Question

For this problem, prove/derive the formula that allows one to find an expected value for X by conditioning on Y :

Answer 1

`E[X |Y=y] = \int_(-\infty)^(\infty) x f_(X,Y) (x|y) dx`

`E[X|Y=y] =\sum_(x) x f_(X,Y) (x|y)`

Explanation:

For this case we assume that we have two random variable X and Y continuous, and we define the conditional density of X given Y like this:

`f_(X|Y) (x|y) = (f_(X,Y) (x,y))/(f_Y (y))`

Where
`f_(X,Y) (x,y)` is the joint density function.
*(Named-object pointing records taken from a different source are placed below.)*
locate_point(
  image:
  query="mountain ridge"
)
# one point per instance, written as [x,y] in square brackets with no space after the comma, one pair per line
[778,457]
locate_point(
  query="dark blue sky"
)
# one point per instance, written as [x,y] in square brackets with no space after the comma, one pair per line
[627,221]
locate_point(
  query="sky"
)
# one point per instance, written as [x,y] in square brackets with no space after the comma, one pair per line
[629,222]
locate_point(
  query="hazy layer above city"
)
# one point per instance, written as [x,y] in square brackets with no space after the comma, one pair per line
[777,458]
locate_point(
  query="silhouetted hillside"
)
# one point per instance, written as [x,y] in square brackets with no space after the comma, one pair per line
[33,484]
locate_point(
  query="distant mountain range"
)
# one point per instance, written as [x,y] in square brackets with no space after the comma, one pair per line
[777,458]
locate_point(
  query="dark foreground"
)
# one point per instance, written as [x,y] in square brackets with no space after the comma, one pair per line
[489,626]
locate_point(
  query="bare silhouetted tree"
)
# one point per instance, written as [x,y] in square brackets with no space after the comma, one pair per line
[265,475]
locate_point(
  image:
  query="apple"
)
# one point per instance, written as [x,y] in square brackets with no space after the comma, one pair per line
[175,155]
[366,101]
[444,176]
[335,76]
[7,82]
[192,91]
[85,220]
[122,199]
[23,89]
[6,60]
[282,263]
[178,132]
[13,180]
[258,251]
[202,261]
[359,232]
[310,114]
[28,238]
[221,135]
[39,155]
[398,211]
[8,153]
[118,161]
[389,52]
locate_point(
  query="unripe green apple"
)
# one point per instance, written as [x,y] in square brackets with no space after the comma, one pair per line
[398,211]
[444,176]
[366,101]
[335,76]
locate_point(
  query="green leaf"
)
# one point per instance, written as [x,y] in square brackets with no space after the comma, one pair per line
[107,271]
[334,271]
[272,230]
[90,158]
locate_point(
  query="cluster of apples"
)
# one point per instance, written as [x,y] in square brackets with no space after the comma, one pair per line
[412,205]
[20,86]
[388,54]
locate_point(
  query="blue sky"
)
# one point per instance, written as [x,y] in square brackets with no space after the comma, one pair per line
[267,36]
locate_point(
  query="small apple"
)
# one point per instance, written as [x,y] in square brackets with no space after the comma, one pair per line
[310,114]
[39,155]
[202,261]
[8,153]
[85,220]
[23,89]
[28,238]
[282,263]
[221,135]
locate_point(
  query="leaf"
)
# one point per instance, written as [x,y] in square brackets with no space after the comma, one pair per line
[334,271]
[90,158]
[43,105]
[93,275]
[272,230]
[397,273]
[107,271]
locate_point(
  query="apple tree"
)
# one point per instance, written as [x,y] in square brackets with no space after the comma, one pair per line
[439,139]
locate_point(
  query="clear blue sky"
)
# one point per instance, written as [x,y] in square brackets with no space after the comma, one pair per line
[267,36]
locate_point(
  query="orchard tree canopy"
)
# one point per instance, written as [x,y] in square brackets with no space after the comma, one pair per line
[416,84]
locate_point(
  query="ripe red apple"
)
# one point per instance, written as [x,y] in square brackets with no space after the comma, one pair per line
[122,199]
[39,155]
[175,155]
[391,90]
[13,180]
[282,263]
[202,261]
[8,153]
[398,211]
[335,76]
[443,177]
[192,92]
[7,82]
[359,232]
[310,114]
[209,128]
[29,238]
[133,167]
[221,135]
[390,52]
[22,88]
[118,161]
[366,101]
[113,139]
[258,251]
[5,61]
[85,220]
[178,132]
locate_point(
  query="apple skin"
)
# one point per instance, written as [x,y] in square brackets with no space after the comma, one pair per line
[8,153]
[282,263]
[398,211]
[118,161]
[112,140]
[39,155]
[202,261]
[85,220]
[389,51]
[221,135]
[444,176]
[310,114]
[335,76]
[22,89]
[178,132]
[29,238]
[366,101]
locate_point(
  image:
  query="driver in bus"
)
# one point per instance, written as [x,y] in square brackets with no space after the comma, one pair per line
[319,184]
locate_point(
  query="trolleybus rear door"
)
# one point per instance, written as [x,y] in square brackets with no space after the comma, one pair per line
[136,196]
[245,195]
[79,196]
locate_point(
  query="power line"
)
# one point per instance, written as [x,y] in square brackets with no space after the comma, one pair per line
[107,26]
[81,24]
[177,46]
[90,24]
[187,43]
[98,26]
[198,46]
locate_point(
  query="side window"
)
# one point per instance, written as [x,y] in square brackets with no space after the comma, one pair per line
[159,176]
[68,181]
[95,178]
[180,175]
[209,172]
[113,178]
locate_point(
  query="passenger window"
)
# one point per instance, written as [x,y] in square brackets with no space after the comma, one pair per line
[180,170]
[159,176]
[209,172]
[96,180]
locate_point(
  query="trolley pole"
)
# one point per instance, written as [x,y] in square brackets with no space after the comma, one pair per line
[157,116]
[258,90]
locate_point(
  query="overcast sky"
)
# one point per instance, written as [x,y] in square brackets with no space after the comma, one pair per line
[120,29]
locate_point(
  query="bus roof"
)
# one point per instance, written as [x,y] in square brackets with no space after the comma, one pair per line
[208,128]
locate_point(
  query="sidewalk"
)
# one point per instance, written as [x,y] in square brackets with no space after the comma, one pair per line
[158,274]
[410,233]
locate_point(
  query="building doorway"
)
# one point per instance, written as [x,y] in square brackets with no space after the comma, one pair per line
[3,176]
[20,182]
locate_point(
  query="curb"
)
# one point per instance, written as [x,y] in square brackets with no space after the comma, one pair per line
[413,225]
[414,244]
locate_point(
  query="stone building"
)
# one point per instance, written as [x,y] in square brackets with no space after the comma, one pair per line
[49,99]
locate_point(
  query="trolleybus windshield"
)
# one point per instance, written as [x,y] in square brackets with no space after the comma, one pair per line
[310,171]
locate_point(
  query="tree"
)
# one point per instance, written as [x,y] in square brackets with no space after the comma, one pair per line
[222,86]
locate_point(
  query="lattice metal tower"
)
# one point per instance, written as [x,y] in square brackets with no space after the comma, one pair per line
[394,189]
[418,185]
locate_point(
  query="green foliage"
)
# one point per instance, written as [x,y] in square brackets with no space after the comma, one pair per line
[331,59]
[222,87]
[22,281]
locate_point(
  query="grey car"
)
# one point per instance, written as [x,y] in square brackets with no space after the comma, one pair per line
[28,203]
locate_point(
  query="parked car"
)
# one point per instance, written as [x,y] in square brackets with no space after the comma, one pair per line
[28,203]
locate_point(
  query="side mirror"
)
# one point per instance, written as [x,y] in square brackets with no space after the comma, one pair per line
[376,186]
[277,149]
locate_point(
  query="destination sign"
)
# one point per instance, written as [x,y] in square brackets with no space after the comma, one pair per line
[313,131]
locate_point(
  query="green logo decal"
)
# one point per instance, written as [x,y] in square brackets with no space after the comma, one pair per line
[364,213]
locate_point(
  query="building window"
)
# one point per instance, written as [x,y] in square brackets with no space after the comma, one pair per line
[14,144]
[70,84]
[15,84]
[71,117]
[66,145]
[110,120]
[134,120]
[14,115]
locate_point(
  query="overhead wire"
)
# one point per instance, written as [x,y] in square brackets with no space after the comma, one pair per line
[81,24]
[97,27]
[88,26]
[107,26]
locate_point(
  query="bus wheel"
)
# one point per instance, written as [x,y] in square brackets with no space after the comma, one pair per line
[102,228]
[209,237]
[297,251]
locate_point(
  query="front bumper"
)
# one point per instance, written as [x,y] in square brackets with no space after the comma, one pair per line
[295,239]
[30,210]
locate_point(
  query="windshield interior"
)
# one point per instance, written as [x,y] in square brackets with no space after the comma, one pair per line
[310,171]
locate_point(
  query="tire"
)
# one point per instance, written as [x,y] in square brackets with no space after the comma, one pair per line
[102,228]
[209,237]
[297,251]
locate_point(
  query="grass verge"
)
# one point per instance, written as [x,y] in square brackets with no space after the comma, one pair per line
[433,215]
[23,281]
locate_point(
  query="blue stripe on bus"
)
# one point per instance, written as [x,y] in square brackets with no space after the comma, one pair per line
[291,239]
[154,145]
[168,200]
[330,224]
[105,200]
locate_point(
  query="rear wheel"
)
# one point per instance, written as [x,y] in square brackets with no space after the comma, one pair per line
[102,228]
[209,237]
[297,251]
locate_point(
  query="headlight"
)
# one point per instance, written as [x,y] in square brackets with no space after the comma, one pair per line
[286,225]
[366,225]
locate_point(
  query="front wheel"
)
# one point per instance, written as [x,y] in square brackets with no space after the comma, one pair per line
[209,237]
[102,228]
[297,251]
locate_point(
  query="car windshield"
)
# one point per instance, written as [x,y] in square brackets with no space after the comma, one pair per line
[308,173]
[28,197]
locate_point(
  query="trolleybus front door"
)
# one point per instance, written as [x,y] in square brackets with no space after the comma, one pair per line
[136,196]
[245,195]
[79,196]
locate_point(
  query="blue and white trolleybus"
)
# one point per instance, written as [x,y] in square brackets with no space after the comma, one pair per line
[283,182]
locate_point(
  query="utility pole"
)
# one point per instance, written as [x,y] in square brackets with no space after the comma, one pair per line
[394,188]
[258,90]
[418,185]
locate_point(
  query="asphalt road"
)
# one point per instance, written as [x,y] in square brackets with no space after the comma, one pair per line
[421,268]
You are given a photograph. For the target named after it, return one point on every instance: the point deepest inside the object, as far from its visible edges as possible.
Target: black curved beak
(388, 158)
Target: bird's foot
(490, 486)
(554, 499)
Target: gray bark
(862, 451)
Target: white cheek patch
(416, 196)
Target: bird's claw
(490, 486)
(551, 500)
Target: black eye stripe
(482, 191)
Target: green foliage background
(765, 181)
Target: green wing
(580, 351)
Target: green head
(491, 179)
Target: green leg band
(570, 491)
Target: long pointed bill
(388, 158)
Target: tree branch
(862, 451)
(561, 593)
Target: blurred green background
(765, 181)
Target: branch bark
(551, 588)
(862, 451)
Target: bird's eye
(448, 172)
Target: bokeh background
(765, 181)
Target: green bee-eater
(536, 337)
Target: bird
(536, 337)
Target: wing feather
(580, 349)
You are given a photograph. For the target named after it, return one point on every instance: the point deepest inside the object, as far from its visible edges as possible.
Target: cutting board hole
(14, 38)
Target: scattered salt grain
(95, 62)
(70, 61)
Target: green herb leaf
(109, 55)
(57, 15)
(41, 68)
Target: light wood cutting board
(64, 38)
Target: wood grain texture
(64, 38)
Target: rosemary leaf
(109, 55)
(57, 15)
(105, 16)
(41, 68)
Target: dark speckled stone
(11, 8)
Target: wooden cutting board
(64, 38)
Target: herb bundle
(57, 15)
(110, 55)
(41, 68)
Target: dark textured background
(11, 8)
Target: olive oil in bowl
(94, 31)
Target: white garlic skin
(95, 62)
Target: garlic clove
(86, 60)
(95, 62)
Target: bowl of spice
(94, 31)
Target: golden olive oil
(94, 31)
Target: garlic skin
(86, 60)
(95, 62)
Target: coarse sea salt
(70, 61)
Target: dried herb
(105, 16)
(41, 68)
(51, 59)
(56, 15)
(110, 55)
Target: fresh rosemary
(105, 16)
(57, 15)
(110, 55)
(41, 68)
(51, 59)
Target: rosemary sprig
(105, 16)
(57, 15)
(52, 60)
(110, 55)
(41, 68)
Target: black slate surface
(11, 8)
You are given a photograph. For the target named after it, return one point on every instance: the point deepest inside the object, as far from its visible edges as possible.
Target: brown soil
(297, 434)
And we can define the conditional probability like this:

`P(a\leq X \leq b | Y = y) = \int_(a)^b f_(X,Y) (x|y) dx`

In order to find the expected value of X given Y=y we just need to find this:

`E[X | Y=y] = \int_(-\infty)^(\infty) x f_(X,Y) (x|y) dx`

And if we assume that the random variable is discrete then the conditional expectation would be given by:

`E[X|Y=y] =\sum_(x) x f_(X,Y) (x|y)`

And as we can se just change the integral by a sum over the values defined for X, and with this we have the general formulas in order to find the conditional expectation of X given Y=y for the possible cases for a random variable.